Le Centre intégré de santé et de services sociaux du Bas-Saint-Laurent a confirmé vendredi après-midi que les urgences de Trois-Pistoles et de Pohénégamook seront maintenues.

Il s’agit d’une victoire citoyenne importante. Les populations des deux communautés ont multiplié les sorties publiques pour faire pression afin d’obtenir cette décision du CISSS.

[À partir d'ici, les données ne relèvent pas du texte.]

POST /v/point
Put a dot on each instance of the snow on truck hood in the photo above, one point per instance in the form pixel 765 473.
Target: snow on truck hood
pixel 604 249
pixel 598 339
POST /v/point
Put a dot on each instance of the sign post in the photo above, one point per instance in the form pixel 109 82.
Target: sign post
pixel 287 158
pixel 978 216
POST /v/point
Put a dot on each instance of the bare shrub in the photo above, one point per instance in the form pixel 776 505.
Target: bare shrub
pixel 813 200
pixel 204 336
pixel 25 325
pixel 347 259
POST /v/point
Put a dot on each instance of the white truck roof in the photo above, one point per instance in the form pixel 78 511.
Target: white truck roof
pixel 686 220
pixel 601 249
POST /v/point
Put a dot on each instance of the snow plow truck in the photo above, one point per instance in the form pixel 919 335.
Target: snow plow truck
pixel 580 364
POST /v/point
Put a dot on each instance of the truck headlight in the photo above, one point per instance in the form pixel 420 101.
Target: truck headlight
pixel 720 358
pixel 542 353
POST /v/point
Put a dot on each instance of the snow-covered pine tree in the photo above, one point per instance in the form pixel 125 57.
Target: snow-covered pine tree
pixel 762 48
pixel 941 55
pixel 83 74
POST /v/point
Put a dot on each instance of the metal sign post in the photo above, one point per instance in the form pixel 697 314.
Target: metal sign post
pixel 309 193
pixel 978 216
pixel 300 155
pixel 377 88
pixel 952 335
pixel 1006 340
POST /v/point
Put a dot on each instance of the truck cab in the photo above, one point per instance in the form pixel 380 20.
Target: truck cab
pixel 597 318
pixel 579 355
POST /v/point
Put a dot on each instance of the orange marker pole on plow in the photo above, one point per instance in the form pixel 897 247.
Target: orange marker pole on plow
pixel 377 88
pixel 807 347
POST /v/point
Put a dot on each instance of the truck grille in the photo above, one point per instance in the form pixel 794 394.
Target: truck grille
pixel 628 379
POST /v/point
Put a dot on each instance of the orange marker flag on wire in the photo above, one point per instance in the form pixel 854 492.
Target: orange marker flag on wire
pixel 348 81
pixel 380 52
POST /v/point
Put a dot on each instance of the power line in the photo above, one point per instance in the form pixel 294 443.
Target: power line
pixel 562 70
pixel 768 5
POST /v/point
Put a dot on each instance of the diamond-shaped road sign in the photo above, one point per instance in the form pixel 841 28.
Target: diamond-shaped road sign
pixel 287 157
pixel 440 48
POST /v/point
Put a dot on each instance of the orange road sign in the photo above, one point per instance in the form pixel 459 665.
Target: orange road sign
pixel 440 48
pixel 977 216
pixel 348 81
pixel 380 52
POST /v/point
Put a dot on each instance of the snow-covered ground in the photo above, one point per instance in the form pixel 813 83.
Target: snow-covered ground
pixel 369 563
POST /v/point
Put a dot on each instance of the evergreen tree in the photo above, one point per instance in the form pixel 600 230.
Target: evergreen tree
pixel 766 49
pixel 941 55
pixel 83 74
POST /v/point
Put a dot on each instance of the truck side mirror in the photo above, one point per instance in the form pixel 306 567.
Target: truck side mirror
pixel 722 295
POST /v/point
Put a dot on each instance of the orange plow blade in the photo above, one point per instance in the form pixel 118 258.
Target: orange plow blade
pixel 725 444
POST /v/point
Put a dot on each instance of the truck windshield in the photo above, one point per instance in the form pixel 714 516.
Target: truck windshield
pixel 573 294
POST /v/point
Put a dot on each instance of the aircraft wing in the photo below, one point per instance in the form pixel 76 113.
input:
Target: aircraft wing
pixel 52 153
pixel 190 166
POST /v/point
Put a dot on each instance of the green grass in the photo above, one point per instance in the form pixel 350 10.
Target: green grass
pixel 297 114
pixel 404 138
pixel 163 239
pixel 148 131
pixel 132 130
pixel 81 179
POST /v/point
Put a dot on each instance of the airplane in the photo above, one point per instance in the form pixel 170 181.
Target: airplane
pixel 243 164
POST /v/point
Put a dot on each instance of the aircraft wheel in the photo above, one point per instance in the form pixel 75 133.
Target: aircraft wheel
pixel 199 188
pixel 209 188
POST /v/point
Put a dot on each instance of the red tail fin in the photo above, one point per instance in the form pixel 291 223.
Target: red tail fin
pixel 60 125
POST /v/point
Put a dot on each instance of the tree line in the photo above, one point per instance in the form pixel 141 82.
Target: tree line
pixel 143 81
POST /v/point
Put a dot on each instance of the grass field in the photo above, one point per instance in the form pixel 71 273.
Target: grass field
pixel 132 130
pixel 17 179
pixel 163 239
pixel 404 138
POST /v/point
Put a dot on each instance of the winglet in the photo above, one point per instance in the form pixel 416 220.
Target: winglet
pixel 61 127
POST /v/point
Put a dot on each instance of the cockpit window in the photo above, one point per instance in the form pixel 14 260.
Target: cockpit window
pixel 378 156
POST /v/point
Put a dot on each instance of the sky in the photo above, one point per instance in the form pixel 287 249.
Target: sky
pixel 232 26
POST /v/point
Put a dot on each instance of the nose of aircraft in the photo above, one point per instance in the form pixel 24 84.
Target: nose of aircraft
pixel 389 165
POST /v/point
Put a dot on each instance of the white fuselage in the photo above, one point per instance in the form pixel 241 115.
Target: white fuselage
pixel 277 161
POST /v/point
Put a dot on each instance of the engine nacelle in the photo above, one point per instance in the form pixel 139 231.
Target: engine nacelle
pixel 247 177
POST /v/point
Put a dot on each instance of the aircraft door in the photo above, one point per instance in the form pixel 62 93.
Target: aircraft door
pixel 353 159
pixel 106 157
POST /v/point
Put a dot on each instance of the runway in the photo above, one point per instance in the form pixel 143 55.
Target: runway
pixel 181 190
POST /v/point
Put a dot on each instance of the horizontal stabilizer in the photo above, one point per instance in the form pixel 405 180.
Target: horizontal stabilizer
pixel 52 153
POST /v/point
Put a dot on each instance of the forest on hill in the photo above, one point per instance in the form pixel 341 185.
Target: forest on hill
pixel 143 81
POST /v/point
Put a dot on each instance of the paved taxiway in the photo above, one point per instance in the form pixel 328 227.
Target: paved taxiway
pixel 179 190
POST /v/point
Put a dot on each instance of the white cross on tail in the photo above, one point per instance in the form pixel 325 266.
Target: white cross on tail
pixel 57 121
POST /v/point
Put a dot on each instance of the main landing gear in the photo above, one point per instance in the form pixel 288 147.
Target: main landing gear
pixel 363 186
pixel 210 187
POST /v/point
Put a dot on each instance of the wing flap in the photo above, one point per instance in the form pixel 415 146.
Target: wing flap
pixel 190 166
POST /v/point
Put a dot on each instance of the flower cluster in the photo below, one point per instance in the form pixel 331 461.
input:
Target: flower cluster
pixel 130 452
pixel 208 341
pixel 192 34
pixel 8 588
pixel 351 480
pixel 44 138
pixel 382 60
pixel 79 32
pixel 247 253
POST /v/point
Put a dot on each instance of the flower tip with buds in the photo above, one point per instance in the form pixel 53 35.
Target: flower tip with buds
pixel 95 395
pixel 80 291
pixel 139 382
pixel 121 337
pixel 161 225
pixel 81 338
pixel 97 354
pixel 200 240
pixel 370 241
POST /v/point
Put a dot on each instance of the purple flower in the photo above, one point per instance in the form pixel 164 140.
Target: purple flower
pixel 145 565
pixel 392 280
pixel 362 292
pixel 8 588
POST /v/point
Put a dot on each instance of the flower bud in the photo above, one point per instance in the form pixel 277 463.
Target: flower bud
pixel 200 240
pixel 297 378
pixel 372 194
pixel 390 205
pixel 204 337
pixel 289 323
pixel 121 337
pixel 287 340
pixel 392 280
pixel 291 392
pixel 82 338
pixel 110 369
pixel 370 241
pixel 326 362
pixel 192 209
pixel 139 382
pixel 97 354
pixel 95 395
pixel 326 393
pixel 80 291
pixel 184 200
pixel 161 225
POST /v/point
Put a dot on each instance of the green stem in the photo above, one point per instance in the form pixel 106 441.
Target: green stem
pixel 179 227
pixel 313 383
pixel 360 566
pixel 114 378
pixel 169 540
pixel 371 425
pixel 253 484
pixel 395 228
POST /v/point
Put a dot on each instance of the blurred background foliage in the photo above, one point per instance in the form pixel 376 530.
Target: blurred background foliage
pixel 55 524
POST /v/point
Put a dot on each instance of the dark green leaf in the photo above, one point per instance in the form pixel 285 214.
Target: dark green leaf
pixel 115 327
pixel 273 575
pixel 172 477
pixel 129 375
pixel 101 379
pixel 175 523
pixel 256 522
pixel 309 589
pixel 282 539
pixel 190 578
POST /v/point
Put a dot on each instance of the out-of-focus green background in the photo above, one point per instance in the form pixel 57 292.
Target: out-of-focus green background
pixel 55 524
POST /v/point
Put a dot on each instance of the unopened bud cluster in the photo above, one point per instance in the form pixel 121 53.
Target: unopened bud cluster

« Nous avons bien entendu la population des Basques et du Témiscouata. Les réflexions et les discussions sur l’avenir des soins et services de première ligne dans les deux communautés doivent se faire dans les meilleures conditions. Celles-ci ne sont tout simplement pas réunies en ce moment. Nous allons continuer à travailler avec nos équipes sur le terrain pour trouver des solutions, notamment pour faire face aux enjeux potentiels de bris de services dans les deux installations. Je veux être clair : les deux urgences restent ouvertes » déclare Jean-Christophe Carvalho, président-directeur général du CISSS du Bas-Saint-Laurent.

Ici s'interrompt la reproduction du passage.